19 thoughts on “Soulmate Cookies”

  1. It’s simply too late to begin a baking expedition, but I am inspired and will bake these for my husband tomorrow.

    Thank you!

  2. I made these too! They were amazing. My dough was a lot thicker than yours though so that when I used a 1/4 c. measuring cup they actually kept the shape of the measuring cup. They turned out perfectly.

  3. I made these too! They were amazing. My dough was a lot thicker than yours though so that when I used a 1/4 c. measuring cup they actually kept the shape of the measuring cup. They turned out perfectly.

  4. Dana – I believe the recipe in question is here.

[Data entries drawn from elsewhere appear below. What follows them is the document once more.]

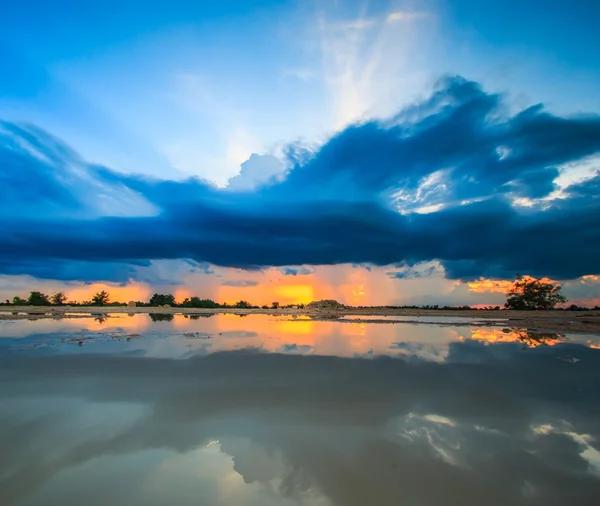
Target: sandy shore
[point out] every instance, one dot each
(542, 321)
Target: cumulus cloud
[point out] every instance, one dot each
(337, 204)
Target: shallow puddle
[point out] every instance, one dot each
(262, 410)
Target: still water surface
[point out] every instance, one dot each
(259, 410)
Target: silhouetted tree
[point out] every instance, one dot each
(533, 293)
(38, 299)
(199, 303)
(100, 298)
(161, 317)
(161, 299)
(58, 299)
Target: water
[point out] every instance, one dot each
(259, 410)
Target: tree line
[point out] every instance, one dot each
(103, 298)
(526, 293)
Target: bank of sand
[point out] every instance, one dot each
(587, 322)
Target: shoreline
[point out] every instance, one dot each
(587, 322)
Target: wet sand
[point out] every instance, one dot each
(543, 321)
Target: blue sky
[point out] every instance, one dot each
(295, 108)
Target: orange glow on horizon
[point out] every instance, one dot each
(126, 293)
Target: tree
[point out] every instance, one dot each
(196, 302)
(58, 299)
(533, 293)
(161, 299)
(38, 299)
(242, 304)
(100, 298)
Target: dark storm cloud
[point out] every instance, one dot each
(341, 204)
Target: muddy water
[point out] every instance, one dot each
(258, 410)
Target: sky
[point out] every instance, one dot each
(411, 152)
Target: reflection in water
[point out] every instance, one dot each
(254, 428)
(528, 339)
(263, 410)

    My personal tweak: Milk chocolate chips? Are you kidding me? Ghirardelli doubles all the way.

  5. I recently read that if you have hard brown sugar, instead of using the microwave which only makes the sugar hot and doesn’t really make it soft, you should wrap the block of sugar in wet (wrung out) paper towels, then wrap in clingfilm and leave it to sit for a few hours. You can also put the block of sugar in a Tupperware container and add a slice of apple. Granted, these aren’t quick fixes, but if you have some hours to spare, they should work better.

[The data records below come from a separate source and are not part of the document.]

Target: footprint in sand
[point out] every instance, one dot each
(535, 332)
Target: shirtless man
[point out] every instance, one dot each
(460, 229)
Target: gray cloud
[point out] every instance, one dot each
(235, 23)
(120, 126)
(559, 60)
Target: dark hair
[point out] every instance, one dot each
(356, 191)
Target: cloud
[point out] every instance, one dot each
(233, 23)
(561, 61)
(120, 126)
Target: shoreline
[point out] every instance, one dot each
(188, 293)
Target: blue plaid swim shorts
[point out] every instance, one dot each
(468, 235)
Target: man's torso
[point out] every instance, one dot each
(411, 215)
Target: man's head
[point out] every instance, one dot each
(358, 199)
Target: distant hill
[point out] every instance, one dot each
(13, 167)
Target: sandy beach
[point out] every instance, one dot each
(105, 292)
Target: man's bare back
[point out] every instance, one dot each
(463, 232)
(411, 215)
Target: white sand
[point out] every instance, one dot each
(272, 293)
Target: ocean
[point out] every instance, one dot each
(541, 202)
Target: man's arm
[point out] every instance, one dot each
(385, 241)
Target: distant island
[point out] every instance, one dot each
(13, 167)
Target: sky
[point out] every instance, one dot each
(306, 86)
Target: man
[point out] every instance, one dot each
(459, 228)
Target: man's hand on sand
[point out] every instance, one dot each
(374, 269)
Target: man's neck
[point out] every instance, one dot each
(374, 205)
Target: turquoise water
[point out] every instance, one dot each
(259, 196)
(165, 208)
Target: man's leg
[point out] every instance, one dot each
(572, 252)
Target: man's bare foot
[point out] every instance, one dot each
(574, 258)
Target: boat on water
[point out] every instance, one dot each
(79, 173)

  6. I’ve always used Luisa’s wet paper towels method. It actually doesn’t take all that long if you go back it ever few minutes and scrape away any sugar that has loosened (so the paper towel stays in contact with the hard stuff). I buy my brown sugar in a bag now instead of a box, and if I keep it rolled up tight it never seems to harden.

    (Also, can I make a confession? I don’t like Ghirardelli double chocolate chips. They taste too fruity & bitter to me. I’ve recently developed a taste for Scharffen Berger–I feel it has that dark, liqueury richness but without the bitter tone. Unfortunately it also costs 87 gazillion dollars a bar. Meh. Guess I’ll have to keep tasting new brands. Woe is me!)

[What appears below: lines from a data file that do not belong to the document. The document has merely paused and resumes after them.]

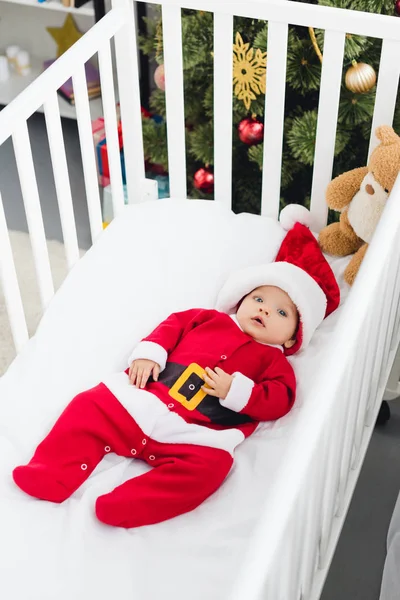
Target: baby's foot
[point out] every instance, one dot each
(41, 481)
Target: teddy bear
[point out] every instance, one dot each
(360, 195)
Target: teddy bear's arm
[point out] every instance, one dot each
(342, 189)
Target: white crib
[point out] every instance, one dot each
(294, 543)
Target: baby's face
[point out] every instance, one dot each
(269, 316)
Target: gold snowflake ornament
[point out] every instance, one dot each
(249, 71)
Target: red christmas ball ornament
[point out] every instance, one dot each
(203, 180)
(251, 131)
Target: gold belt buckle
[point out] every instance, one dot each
(198, 397)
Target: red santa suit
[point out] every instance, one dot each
(187, 436)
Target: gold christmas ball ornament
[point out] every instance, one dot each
(360, 78)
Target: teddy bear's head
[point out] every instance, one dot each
(367, 205)
(384, 163)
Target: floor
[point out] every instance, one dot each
(357, 566)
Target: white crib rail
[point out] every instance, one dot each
(321, 471)
(289, 556)
(118, 25)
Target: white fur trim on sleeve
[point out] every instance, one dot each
(239, 394)
(150, 351)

  7. Best all-time brown sugar tip: once opened, store your brown sugar tightly sealed in its poly-whatever bag, bag inside the box, airtight as you can make it, and PUT IT IN THE REFRIGERATOR. You will never again make burning-hot caramel or mess around with wet paper towels or bash your fingers with a meat tenderizer as you try to pound unyielding lumps that are more solid than Ashford and Simpson. I don’t remember where I learned that, but it works so well that I’ve never even used the little terra-cotta keep-the-brown sugar-soft thing that someone gave me.

    Other thing: try dark brown muscovado sugar, which is usually in the section of British ingredients in fancy food stores. Unless it’s in the sugar section. It costs the earth, but for recipes where you want lots of rich dark smoky caramelly molassesy flavor, it’s quite amazing.

  8. Okay. You rule. Those were splendiferous cookies. I made them last night because you convinced me and husband was quite happy to arrive home to that smell wafting through the house.

    As for conversions I can highly recommend a little software program called Master Converter. It changes anything into almost anything else with the click of a button. Very, very easy to use.

    http://www.savardsoftware.com/

  9. I made these last night and they’re wonderful, even though I screwed up and my oven was too hot and I forgot to grease the pan (oops).

    My husband still enjoyed them. And I actually think they’re better the day after!

  10. I was just looking at the Cook’s Illustrated version of Thick & Chewy Chocolate Chip Cookies, and they are VERY similar to this recipe. The sugar content is a bit higher in this version, though. I kind of want to take this discussion further, maybe on chowhound? Whaddya think?

  11. A girlfriend and I made these last night for a Superbowl party today and everyone loved them! They were just as good the second day as they were fresh out of the oven (okay, well maybe not, you can’t beat fresh out of the oven but you know what I mean). I will definitely make these many times in the future. Thanks, AG!

  12. I made ’em too and they were like the hit of the century. The recipe on the back of my chocolate chip package was alllllmost exactly the same with slight variations.